Fenomena Aneh Jelang Panen, Produktivitas Padi di Jagapura Lor Menurun
Dinas Pertanian Kabupaten Cirebon bersama perwakilan Kementan saat melakukan pertemuan dengan Gapoktan di Desa Jagapura Lor, kemarin.-Samsul Huda-radarcirebon
CIREBON, RADARCIREBON.COM - Musim tanam (MT) I tahun 2025 penuh tantangan bagi para petani di Desa Jagapura Lor, Kecamatan Gegesik.
Pasalnya, terjadi penurunan produktivitas padi secara umum meskipun tidak sampai 70 persen.
Salah satu fenomena yang menarik adalah perubahan perilaku tanaman padi menjelang panen, yang tidak biasa dan sulit dijelaskan secara kasatmata.
Kepala Dinas Pertanian Kabupaten Cirebon, Dr Deni Nurcahya ST MSi mengatakan, berdasarkan laporan dari para petani dan Ketua Kelompok Tani (Poktan) Dewi Sinta H Muzammil, di Desa Jagapura Lor produksi padi rata-rata mencapai 3,5 ton per bahu atau setara 5,7 ton per hektare.
Kondisi ini, menunjukan terjadi penurunan produktivitas jika dibandingkan musim tanam tahun lalu, meskipun tidak sampai menyentuh angka 70 persen.
“Di tahun sebelumnya, 2024, petani memperoleh hasil antara 5 hingga 5,5 ton per bahu atau sekitar 7,1 hingga 7,8 ton per hektare, namun pada musim tanam tahun ini hanya berkisar 3,5 ton per bahu,” kata Deni, kepada Radar Cirebon, Kamis (31/7).
Menurutnya, penurunan paling drastis mencapai 2 ton per bahu atau sekitar 2,85 ton per hektare, tapi itu hanya dialami di sekitar 5 persen dari total luas sawah yang mencapai 63 hektare, khususnya di bagian barat desa. “Lokasinya sawah itu berbeda-beda. Meskipun dalam satu desa,” ungkapnya.
Dijelaskan Deni, tidak ada tanda-tanda serangan hama secara masif. Namun, para petani menduga ada fenomena aneh menjelang panen.

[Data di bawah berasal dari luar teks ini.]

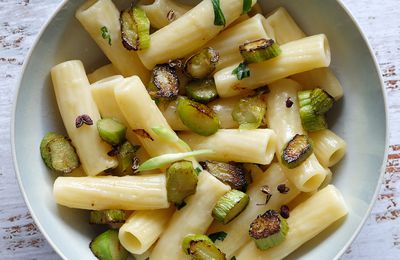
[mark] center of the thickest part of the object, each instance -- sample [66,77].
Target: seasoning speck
[282,188]
[142,133]
[285,211]
[289,103]
[171,15]
[83,119]
[265,189]
[135,163]
[114,151]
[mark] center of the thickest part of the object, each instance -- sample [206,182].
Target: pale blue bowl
[360,118]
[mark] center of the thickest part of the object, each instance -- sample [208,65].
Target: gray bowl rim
[33,47]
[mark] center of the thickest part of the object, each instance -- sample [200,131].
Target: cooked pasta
[297,56]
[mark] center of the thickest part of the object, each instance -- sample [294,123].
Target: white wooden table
[20,21]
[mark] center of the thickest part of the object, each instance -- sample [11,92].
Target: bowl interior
[359,118]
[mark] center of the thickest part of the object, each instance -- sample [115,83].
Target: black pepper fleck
[282,188]
[83,119]
[114,151]
[285,211]
[289,103]
[135,163]
[265,189]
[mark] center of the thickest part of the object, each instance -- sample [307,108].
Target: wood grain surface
[21,20]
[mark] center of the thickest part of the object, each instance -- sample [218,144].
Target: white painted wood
[20,21]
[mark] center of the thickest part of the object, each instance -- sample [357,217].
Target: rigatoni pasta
[210,67]
[306,221]
[194,218]
[143,228]
[328,147]
[297,56]
[110,192]
[97,14]
[238,229]
[74,100]
[286,122]
[102,73]
[189,33]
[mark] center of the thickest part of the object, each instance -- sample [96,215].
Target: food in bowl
[262,144]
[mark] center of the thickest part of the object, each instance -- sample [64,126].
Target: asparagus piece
[58,153]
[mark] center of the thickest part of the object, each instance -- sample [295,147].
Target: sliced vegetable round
[230,205]
[202,64]
[108,216]
[111,131]
[181,181]
[203,91]
[249,112]
[58,153]
[310,121]
[126,156]
[259,50]
[106,246]
[164,82]
[296,151]
[321,101]
[268,230]
[200,247]
[135,29]
[232,174]
[197,117]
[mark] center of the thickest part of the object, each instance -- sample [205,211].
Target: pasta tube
[72,90]
[286,122]
[163,12]
[110,192]
[323,78]
[142,114]
[102,73]
[238,228]
[194,218]
[305,222]
[297,56]
[228,41]
[328,147]
[103,95]
[97,14]
[188,33]
[281,26]
[143,228]
[252,146]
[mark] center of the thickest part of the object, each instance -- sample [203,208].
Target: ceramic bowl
[360,118]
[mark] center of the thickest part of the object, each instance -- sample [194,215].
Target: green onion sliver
[219,18]
[246,6]
[165,159]
[241,71]
[170,136]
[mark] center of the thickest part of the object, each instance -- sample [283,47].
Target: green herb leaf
[180,206]
[105,34]
[198,170]
[246,6]
[242,71]
[218,236]
[219,18]
[165,159]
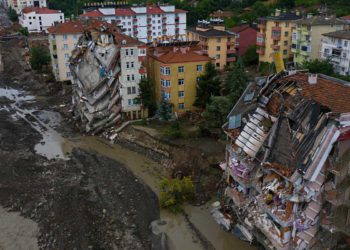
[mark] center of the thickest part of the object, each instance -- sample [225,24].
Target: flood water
[54,145]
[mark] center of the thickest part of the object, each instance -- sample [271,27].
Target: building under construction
[287,167]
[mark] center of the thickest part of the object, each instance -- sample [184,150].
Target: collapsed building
[106,68]
[287,169]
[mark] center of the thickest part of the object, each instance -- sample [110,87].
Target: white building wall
[338,52]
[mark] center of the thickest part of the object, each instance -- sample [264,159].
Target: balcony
[275,47]
[261,26]
[260,51]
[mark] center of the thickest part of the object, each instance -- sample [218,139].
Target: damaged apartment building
[106,68]
[287,171]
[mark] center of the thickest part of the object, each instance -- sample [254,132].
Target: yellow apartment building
[215,42]
[275,34]
[175,71]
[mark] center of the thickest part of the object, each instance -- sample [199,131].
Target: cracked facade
[287,168]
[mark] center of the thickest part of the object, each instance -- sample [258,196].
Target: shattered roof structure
[282,132]
[95,69]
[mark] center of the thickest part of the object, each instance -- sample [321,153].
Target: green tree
[318,66]
[164,111]
[251,57]
[236,81]
[217,110]
[39,57]
[174,192]
[207,86]
[146,96]
[12,14]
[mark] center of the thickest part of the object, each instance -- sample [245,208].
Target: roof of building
[94,13]
[178,54]
[210,32]
[288,16]
[124,12]
[39,10]
[320,20]
[342,34]
[75,27]
[240,28]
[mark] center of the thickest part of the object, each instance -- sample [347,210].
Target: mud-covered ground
[86,202]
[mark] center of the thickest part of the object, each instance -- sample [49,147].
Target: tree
[146,96]
[319,66]
[236,81]
[251,57]
[207,86]
[12,14]
[217,110]
[39,57]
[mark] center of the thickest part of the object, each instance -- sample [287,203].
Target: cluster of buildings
[301,39]
[287,162]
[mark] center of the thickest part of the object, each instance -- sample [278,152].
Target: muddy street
[61,190]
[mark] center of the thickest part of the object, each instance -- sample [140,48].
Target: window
[131,90]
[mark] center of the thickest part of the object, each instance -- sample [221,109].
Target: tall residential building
[275,35]
[63,39]
[133,68]
[287,162]
[245,37]
[19,5]
[37,19]
[306,37]
[215,42]
[175,70]
[146,23]
[336,48]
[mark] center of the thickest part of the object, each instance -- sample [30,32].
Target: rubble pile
[95,69]
[288,135]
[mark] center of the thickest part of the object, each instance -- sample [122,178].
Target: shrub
[174,192]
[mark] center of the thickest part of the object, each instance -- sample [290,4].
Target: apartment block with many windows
[275,35]
[175,70]
[146,23]
[306,37]
[336,48]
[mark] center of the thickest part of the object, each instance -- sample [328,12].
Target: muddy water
[54,145]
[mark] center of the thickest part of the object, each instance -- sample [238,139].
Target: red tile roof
[38,10]
[334,95]
[177,55]
[124,12]
[94,13]
[154,9]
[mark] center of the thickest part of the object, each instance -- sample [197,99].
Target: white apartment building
[62,41]
[336,48]
[146,23]
[18,5]
[132,62]
[37,19]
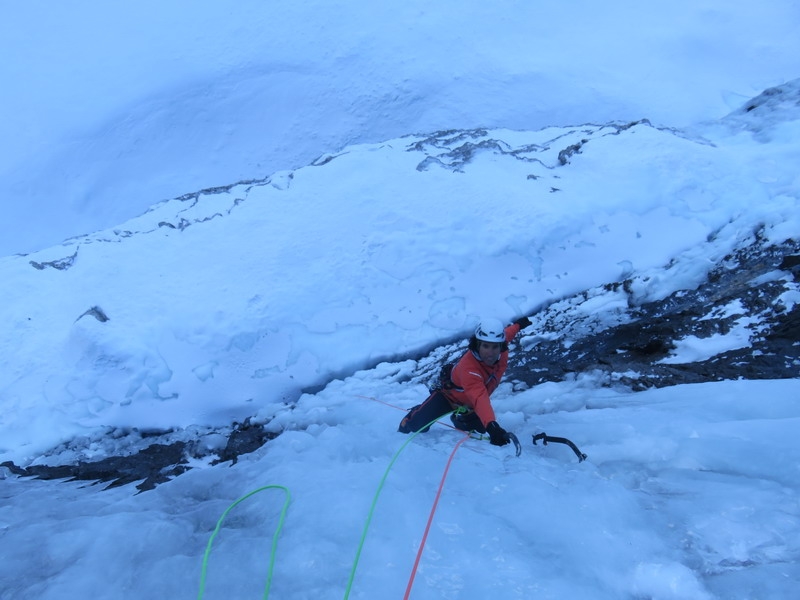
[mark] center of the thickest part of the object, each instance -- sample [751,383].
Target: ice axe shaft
[549,438]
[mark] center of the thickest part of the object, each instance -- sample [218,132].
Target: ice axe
[548,438]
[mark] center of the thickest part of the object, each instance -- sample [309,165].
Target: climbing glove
[497,435]
[523,322]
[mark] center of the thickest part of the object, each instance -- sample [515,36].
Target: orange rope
[430,517]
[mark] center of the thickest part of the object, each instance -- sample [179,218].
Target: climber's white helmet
[490,330]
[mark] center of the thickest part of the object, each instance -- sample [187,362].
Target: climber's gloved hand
[523,322]
[497,435]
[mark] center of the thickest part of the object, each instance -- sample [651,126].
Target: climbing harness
[558,440]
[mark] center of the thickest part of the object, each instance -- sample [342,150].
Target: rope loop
[274,537]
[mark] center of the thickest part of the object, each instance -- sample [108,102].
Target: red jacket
[475,381]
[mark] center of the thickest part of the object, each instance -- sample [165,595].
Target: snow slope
[130,105]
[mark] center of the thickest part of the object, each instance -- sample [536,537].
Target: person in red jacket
[472,380]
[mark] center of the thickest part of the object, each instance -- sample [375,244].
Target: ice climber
[469,385]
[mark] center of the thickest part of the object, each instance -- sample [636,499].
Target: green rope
[375,501]
[274,537]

Tiga minggu sebelum panen, padi masih merunduk seperti biasa. Namun, dua minggu sebelum panen, tanah sawah terasa lebih hangat.

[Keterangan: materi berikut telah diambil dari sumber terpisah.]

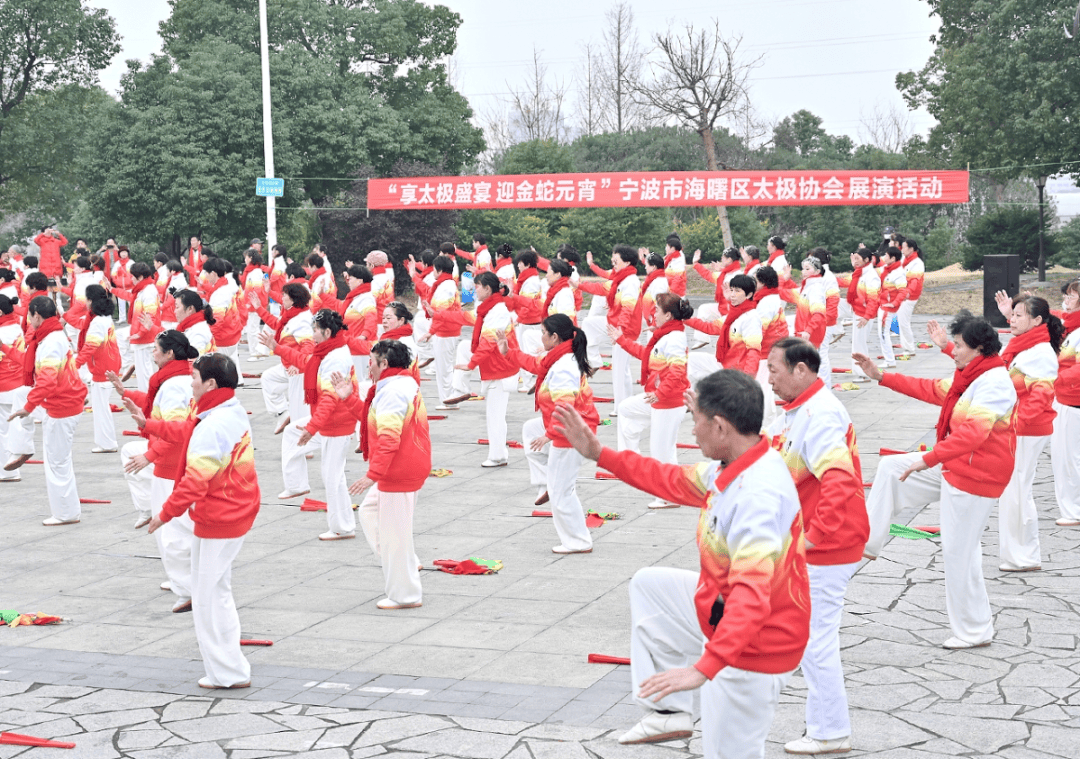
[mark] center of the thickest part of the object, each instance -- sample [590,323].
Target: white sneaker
[813,746]
[658,727]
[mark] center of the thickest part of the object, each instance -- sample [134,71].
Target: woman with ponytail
[98,351]
[1031,357]
[1065,441]
[661,407]
[196,320]
[16,436]
[563,377]
[169,400]
[497,374]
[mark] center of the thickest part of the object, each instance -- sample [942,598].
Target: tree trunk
[721,211]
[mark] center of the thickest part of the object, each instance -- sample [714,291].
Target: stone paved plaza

BACA JUGA:Peminta-Minta di Area Makam Sunan Gunung Jati Cirebon Ditertibkan Petugas
Satu minggu jelang panen, padi justru kembali tegak, padahal seharusnya semakin merunduk. Keanehan inilah yang membuat petani panen lebih awal, namun hasilnya tidak maksimal.
“Para petani sudah lebih dari 20 tahun bertani, katanya baru kali ini mengalami fenomena seperti itu. Tanaman kelihatan sehat, tapi isi gabahnya tidak padat,” ungkapnya.
Menurutnya, meski penurunan produksi memang terjadi secara umum di MT I 2025 dibandingkan tahun sebelumnya, tetapi tidak sampai menyebabkan gagal panen (puso).
Sebab, harga gabah bagus. Sehingga, hal ini jadi penyelamat utama petani di tengah penurunan produksi ini.
“Petani berencana menjual gabah pada 7 Juli, tetapi banyak pabrik beras tutup. Gabah baru bisa dijual pada 18 Juli dengan harga Gabah Kering Giling (GKG) Rp8.300/kg dan Gabah Kering Panen (GKP) Rp7.100/kg,” paparnya.